20 Responses to Spicy Bright Birthday Balls

  1. That lacy fat is so beautiful! Happy belated birthday!

    • mosaica says:

      Thanks sister 🙂 I have a crush on this stuff, and every time I go out to butcher pigs and take all the caul home myself, well, I feel positively millionaire-ish. Recently I’ve also started harvesting lamb caul fat, and it is equally fantastic for wrapping lamby and muttony goodies. Yum!

  2. Love your posts! I am also in the Upper Valley and curious where you find caul fat locally. Hanover Coop? Village Butcher in Woodstock?

    • mosaica says:

      Thank you! I go out as an apprentice butcher, and I collect the caul as delicious barter for my contribution. I would try both the Coop and the Village Butcher; if they don’t stock it regularly, surely they can order it, right? Let me know how it works out.

  3. Janis Tester says:

    You do know that I was Korean in my other life. You also know that I love Shiso more than about anything. You also did know that Caul Fat fascinates me and I love using it (have some in my freezer). Did you know that this dish looks absolutely beautiful and I want one of these little morsels right now!

  4. birthemor says:

    What a gorgeous presentation of “frikadeller” crepinettes I mean ooh! This recipe I must try first thing in 2012, it looks so great. And your pictures sparkle, xxx birthemor

  5. So beautiful…
    I was thrilled to see you in the running for the big Charcutepalooza payola. : )
    Have a happy and well fed holiday!

    • mosaica says:

      Thank you sister Jackie 🙂 I’m pretty darn excited myself, and am grateful that there’s tons of cozy Christmas-related doings to keep me distracted or I might lose my head waiting to hear. Today my mincemeat was done, and I made these super yummy very rustic mince tarts. Wish you could come by for tea & a tart! And a mince tart too! 😉

  6. mosaica says:

    Jackie, I’ll be making a blog post about making the mincemeat soon, maybe between Christmas & the new year. Happiest merriest to you!
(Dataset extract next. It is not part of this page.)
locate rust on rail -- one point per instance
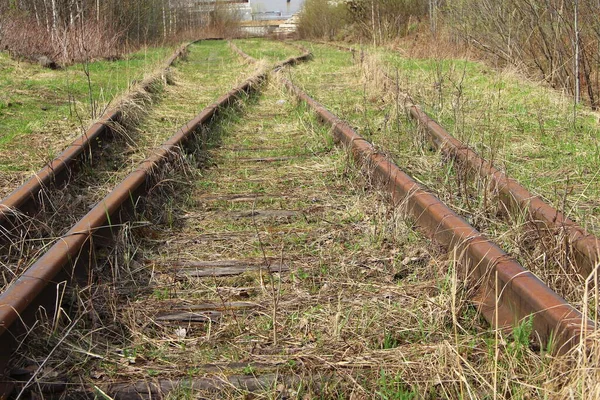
(585, 247)
(521, 294)
(72, 254)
  7. You are such an amazing cook, chica. Seriously…

  8. vtbee says:

    i’m glad to hear you had such a lovely birthday celebration! happy belated to ye! and god jul!
    and happy new year! i may have a bit of time on my hands in early jan – shall we plan a get-together???

    • mosaica says:

      Thank you blossom! On lile jule aften (Dec 23) I came down with a gobsmacker of a head cold, and it totally flattened me over jule; today is the first day I had enough cajones to tackle the giant leaning tower of dishes which accumulated since then. Another hour and it’ll be done!

      I’m altogether down with us having a fantastic visit, and seeing as I’m in the last week or so of moving prep, let’s say we break in my new old flat, ‘kay? xoxoxo

      • vtbee says:

        It’s a done deal! I thought of you when passing your home turf last week – wondered if you’re feeling all moved in and settled. Or if you’d like a hand unpacking? Do tell!

  9. Auldo says:

    Just saw this post on Nose to Tail at Home. Looks amazing! Other posts look just as good, so I’m definitely gonna read up on them. Boy, whish you were my girlfriend with all this tasty food… Are you taken? 🙂

    By the way, is it difficult growing shiso? I love the stuff, never ever thought of growing it myself.

    • mosaica says:

      Oh, champion comment! With a bit of flirt –what is not to love. Thanks, Auldo. I just took a brief look at your amazing blog cooking Heston’s stuff. I have the book, but haven’t had a chance to look at it, much less cook from it. I can’t wait to get through my last move, next week, so I can finally unpack and get back to it. However, I did just make a beef & kidney pie based on a recipe of his from his most recent TV programme. It was an absolute winner.

      While I can’t be your girlfriend, I can fully commit to being your auntie, and will be delighted to cook for you when you come and visit Vermont. Srsly!

      Growing shiso is very, very easy, though germinating it can be a chore. Once it’s established in a corner of your perennial garden though, and you let it go to seed, you’ll have it forever.